Lasater addressed the issue of taking time off from a home yoga practice in a recent Today’s Yoga Question YouTube episode. In it she emphasizes that a home yoga practice will naturally ebb and flow with the needs of daily life. She says it’s important we allow ourselves permission to not just make time for our practice, but also to give ourselves permission to take time off from an asana practice when necessary.

“I used to feel like a bad yogi if I didn’t have a regular traditional asana practice. But now I look at how am I treating myself, how am I treating those around me,” said Delashmit. “If I cut myself some slack and get much needed sleep, instead of my asana practice, I am practicing yoga. If I am planting trees or teaching my children how to grow their own food, I am practicing yoga.”

A home yoga practice is meant to be a place of peace and comfort, not another stressful line on our never-ending to-do list.

My own home yoga space has only three criteria:

  • Fit into my already over-scheduled, chaotic life

  • Be portable

  • Be multi-functional

So this means no bubbling fountains or large expensive Buddha statues.
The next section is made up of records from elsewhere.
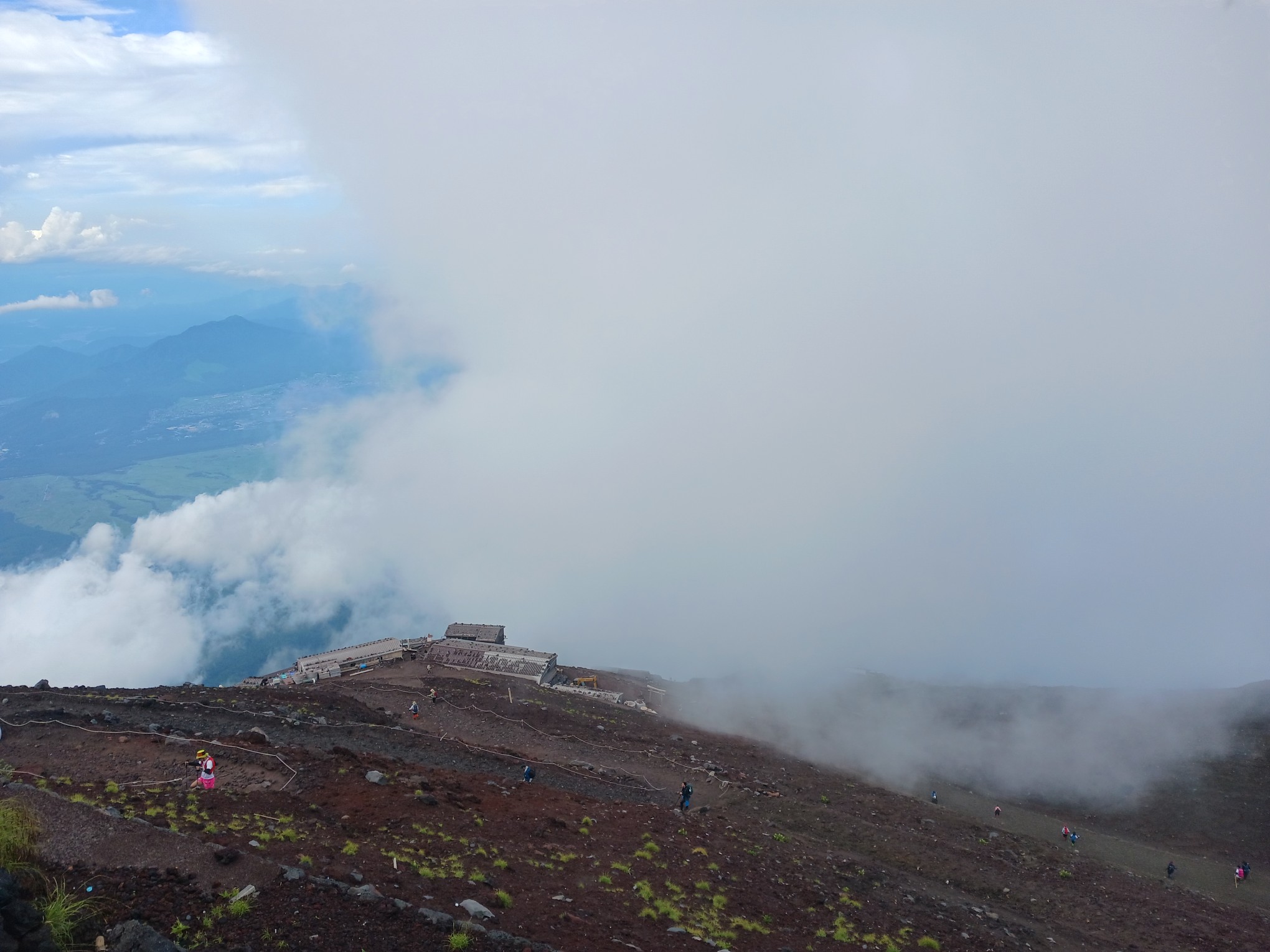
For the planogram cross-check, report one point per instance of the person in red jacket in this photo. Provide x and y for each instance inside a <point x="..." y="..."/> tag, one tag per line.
<point x="206" y="777"/>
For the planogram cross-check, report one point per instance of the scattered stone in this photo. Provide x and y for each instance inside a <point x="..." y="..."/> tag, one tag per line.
<point x="134" y="936"/>
<point x="475" y="909"/>
<point x="442" y="921"/>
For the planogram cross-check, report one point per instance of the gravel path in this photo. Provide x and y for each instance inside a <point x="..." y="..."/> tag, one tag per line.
<point x="1211" y="877"/>
<point x="77" y="833"/>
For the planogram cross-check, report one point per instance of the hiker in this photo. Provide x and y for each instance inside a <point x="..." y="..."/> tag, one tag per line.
<point x="206" y="772"/>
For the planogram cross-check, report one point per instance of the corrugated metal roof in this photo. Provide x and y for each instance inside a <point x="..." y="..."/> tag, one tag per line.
<point x="491" y="633"/>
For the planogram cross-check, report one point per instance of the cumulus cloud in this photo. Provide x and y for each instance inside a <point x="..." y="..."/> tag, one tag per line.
<point x="123" y="121"/>
<point x="61" y="234"/>
<point x="786" y="342"/>
<point x="818" y="337"/>
<point x="102" y="297"/>
<point x="216" y="574"/>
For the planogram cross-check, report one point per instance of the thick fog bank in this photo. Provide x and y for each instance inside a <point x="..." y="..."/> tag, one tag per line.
<point x="1103" y="748"/>
<point x="788" y="337"/>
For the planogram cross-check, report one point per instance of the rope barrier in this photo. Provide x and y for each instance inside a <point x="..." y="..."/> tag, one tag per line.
<point x="153" y="734"/>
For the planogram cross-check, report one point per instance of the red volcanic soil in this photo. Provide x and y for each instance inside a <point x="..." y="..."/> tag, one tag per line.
<point x="775" y="854"/>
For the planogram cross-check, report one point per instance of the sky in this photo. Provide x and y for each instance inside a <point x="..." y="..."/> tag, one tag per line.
<point x="803" y="338"/>
<point x="131" y="138"/>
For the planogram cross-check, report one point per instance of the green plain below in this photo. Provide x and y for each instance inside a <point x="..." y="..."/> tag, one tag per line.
<point x="72" y="505"/>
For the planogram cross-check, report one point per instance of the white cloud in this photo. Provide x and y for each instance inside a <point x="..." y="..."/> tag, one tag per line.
<point x="61" y="234"/>
<point x="78" y="8"/>
<point x="102" y="297"/>
<point x="155" y="117"/>
<point x="216" y="572"/>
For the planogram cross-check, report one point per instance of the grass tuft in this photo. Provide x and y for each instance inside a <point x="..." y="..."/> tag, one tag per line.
<point x="64" y="912"/>
<point x="18" y="834"/>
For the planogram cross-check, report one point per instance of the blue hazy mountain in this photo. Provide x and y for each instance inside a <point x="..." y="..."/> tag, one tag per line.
<point x="46" y="367"/>
<point x="221" y="384"/>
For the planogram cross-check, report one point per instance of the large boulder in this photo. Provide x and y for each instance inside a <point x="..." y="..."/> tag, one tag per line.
<point x="134" y="936"/>
<point x="475" y="909"/>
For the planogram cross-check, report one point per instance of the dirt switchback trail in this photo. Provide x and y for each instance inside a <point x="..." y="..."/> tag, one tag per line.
<point x="1208" y="876"/>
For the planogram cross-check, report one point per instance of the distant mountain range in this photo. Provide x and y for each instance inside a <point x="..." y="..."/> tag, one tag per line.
<point x="214" y="385"/>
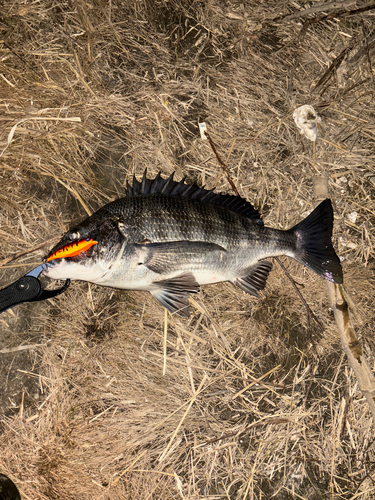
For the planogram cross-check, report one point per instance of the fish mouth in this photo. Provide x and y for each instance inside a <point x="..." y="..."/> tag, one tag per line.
<point x="70" y="250"/>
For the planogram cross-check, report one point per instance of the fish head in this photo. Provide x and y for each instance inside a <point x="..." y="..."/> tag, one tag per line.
<point x="88" y="252"/>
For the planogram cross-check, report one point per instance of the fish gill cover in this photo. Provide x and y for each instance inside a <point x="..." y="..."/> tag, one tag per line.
<point x="256" y="401"/>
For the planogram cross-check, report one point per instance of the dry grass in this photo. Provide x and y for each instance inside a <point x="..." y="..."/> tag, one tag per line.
<point x="255" y="402"/>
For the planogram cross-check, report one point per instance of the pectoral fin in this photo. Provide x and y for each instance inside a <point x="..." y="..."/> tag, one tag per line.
<point x="173" y="293"/>
<point x="256" y="278"/>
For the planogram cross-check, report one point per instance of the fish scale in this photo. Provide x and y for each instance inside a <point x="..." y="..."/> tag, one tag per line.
<point x="170" y="237"/>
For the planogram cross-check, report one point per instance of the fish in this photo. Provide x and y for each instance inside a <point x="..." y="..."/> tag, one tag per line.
<point x="170" y="237"/>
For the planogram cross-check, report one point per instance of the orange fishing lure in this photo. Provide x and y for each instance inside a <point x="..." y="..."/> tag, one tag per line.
<point x="72" y="249"/>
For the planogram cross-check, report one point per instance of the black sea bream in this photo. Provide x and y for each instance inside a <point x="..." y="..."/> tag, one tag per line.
<point x="169" y="238"/>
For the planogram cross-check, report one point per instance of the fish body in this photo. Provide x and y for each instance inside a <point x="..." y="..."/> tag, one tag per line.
<point x="169" y="237"/>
It does mean keeping my yoga mat and block ready and waiting in the corner of my bedroom. I don’t have much open space in my room, but it’s enough to roll out my mat. Sometimes I will follow an online yoga class, other times I just start moving and follow where my body tells me to go.

My bolster sits right next to my bed. Many nights I use it to prop myself on the bed while I’m journaling (a form of meditative yoga), or in the morning I’ll plop down on it for a few minutes of quiet meditation before I start my day.

Like both Lasater and Delashmit have expressed, I’ve learned that the beauty of a home practice is it is always there for me when I am ready. More importantly, I can make that practice be whatever I need or want for myself that day.

“Yoga isn’t just what you do on the mat. It’s a lifestyle,” said Delashmit.

Taking care of our physical, spiritual and emotional needs isn’t self-indulgent. In fact it’s quite necessary to our well-being. A yoga home practice can be an essential component to a vital well-rounded healthy lifestyle.

You might also be interested in YogaUOnline’s Premium Practice Channel – A superb home practice resource!  

Deepen your practice and find relief from day-to-day stress with the help of our outstanding line up of teachers.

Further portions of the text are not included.